Tullow Oil will wring the final barrels of oil from its North Sea wells over the next six months before shutting all eight of its fields by the end of the year.
The FTSE 250 company confirmed ahead of its AGM that its fields in the UK Continental Shelf will stop producing in the third quarter of this year, before the wells are plugged and abandoned entirely.
Its 10 UK wells have added an average of just 2,700 barrels of oil a day to its overall 87,700 barrel a day production rate for the year so far.
The UK’s contribution will dwindle to a daily rate of 1,900 this year as a whole, it said.
The shutdowns mark the end of an 18-year era for group, which snapped up the fields from BP in a £201m deal in 2000.
The closures are part of the first wave of oil rig shutdowns, or decommissioning, which will take place across the aging basin in the coming decades.
Trade body Oil and Gas UK estimates that more than 200 fields in the UK North Sea will shut down between 2017 and 2025 at a cost of £17bn. These costs are claimed back from the Treasury by the companies, which paid heavy taxes in the North Sea’s heyday.

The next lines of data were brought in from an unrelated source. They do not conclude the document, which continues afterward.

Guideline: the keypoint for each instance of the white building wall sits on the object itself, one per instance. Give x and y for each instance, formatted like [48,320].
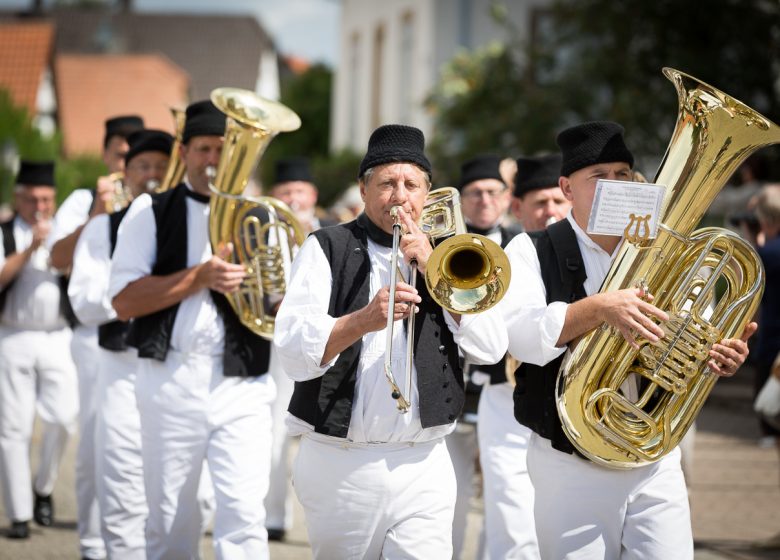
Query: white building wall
[440,29]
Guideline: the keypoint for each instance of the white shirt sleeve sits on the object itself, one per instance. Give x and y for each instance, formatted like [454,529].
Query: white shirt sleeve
[532,326]
[73,212]
[88,287]
[303,325]
[136,247]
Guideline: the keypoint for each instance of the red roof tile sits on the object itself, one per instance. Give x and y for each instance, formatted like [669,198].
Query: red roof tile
[92,88]
[26,49]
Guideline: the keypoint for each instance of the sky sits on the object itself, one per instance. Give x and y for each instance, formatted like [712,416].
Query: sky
[305,28]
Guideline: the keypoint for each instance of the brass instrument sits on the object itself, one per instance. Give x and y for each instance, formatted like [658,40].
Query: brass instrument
[264,231]
[685,270]
[467,272]
[175,172]
[121,196]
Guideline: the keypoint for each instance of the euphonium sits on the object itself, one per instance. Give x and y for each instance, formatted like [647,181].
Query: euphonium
[175,172]
[685,270]
[263,231]
[467,272]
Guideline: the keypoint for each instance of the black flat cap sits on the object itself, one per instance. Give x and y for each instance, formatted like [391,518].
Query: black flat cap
[395,143]
[483,166]
[534,173]
[292,169]
[148,140]
[591,143]
[123,125]
[36,174]
[203,119]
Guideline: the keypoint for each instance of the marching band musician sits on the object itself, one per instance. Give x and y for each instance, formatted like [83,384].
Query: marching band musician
[119,467]
[503,441]
[539,202]
[293,185]
[372,481]
[484,198]
[76,210]
[581,509]
[201,387]
[36,369]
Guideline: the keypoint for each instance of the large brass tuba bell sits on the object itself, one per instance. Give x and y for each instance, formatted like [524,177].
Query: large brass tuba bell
[264,231]
[467,272]
[686,272]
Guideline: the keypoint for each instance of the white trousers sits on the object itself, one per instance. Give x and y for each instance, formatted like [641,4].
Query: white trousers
[85,351]
[191,412]
[510,531]
[391,501]
[36,371]
[278,502]
[118,461]
[586,511]
[464,452]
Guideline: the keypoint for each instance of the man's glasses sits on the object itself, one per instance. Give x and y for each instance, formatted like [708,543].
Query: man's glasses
[474,195]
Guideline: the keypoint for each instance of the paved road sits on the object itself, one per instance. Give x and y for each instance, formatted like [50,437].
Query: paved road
[735,493]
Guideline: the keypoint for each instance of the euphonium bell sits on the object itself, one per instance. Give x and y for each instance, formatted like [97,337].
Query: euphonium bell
[264,231]
[467,272]
[686,272]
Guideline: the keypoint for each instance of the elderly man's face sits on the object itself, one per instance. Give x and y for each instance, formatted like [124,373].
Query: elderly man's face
[535,208]
[484,202]
[393,184]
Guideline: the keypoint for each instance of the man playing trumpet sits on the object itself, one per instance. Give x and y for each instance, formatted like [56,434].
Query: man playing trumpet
[374,482]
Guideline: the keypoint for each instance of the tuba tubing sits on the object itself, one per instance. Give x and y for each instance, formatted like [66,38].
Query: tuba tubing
[714,133]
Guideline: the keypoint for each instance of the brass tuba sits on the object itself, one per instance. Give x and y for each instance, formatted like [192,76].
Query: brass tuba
[175,172]
[264,231]
[467,272]
[686,271]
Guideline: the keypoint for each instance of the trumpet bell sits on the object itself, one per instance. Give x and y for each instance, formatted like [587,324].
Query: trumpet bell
[468,273]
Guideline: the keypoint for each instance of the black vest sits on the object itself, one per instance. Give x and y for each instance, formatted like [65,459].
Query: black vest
[9,248]
[563,274]
[326,402]
[245,354]
[112,335]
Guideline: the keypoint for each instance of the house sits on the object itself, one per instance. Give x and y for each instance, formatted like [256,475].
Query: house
[391,54]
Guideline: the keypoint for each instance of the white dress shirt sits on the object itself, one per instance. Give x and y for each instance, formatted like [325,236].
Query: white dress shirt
[33,303]
[533,326]
[303,328]
[198,327]
[88,287]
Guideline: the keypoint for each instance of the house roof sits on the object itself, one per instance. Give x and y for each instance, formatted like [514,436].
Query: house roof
[215,50]
[92,88]
[26,50]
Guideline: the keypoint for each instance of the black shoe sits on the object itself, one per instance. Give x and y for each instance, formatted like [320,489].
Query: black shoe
[43,510]
[19,530]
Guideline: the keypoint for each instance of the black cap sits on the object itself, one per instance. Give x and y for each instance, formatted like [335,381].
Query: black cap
[203,119]
[484,166]
[591,143]
[534,173]
[148,140]
[293,169]
[123,126]
[395,143]
[36,174]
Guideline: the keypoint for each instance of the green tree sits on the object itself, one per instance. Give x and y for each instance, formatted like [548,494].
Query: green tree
[600,59]
[309,95]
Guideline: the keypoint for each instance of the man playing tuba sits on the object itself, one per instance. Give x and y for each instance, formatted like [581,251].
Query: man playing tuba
[583,510]
[201,384]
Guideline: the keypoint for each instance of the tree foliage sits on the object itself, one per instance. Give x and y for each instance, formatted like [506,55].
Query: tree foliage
[601,59]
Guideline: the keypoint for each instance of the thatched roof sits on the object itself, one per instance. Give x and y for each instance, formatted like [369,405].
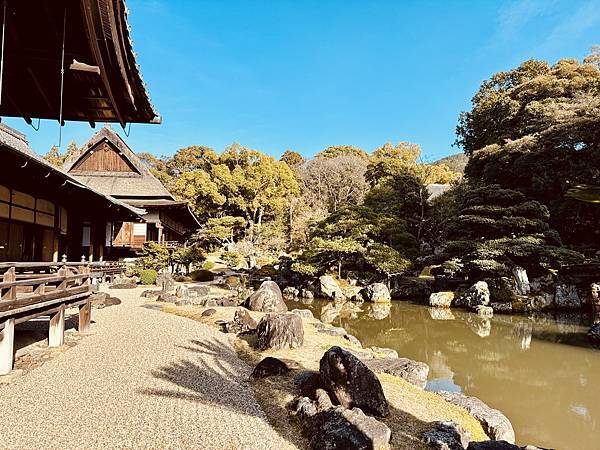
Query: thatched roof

As a result there is growing pressure on offshore engineers to find lower cost methods for winding down oil fields. This work could also help the UK by establishing a decommissioning sector with service export potential.
Tullow’s main focus is now on the low-cost oil regions off the west coast of Africa where it remains on track with a drilling programme for its TEN and Jubilee fields in Ghana.
“Tullow continues to make strong progress in 2018 and we continue to generate free cash flow from our high-return production assets in West Africa,” Paul McDade, Tullow’s boss, said.
The group is wrestling with a heavy debt burden that built up during the oil market downturn as it ploughed investment into the Ghana projects. Tullow said its net debt was $3.4bn (£2.4bn) at the end of March. The group has headroom of $1bn after raising $800m through a senior notes issuance last year.